Abelian subgroups of $GL_n(\mathbb{F}_p)$
Solution 1:
For $r=1$: No and yes as long as $n \geq 4$.
For $r$ maximal and $n$ odd, the second question has the answer “yes” as well.
Typically, I think the answer to the first question is very definitely “no”. Every subgroup has a “straightening” of the same order and roughly the same embedding that is of roughly the form you describe (they are called algebra subgroups, and may not be exactly products of root subgroups; see page 109 of the 3rd book of the GLS revised CFSG; it is called Malcev's striaghtening). However, for $r$ maximal it might be “yes” anyways.
$r=1$
For the first question: In $G=\operatorname{GL}(4,p)$, one has the following elementary abelian subgroup that is not conjugate to a root subgroup: $\langle A_{1,3} \cdot A_{1,4} \cdot A_{2,4}\rangle$. Every generator of every cyclic root subgroup has the property that $g-g^0$ has rank 1 which is invariant under GL conjugation, but this subgroup does not have that property.

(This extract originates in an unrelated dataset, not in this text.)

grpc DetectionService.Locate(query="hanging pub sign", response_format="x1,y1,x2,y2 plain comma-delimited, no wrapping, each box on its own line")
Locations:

For the second question: In $G=\operatorname{GL}(3,p)$, one has the following cyclic root subgroups are conjugate: $\langle A_{1,2} \rangle \cong_G \langle A_{2,3} \rangle$.
$r$ maximal
For $r=(n-1)(n+1)/4 = \lfloor n^2/4 \rfloor$, that is, for $n$ odd and $r$ maximal, the second question's answer is no: there are two elementary abelian root subgroups of this maximal rank that are conjugate under the inverse-transpose map, but not conjugate in GL. Each are formed of block matrices: $$P_{i,j} = \left\{ \begin{bmatrix} I & A \\ 0 & I \end{bmatrix} : A \in M_{i \times j}(\mathbb{F}_p) \right\}$$ The subgroups are $P_{(n-1)/2,(n+1)/2}$ and $P_{(n+1)/2,(n-1)/2}$.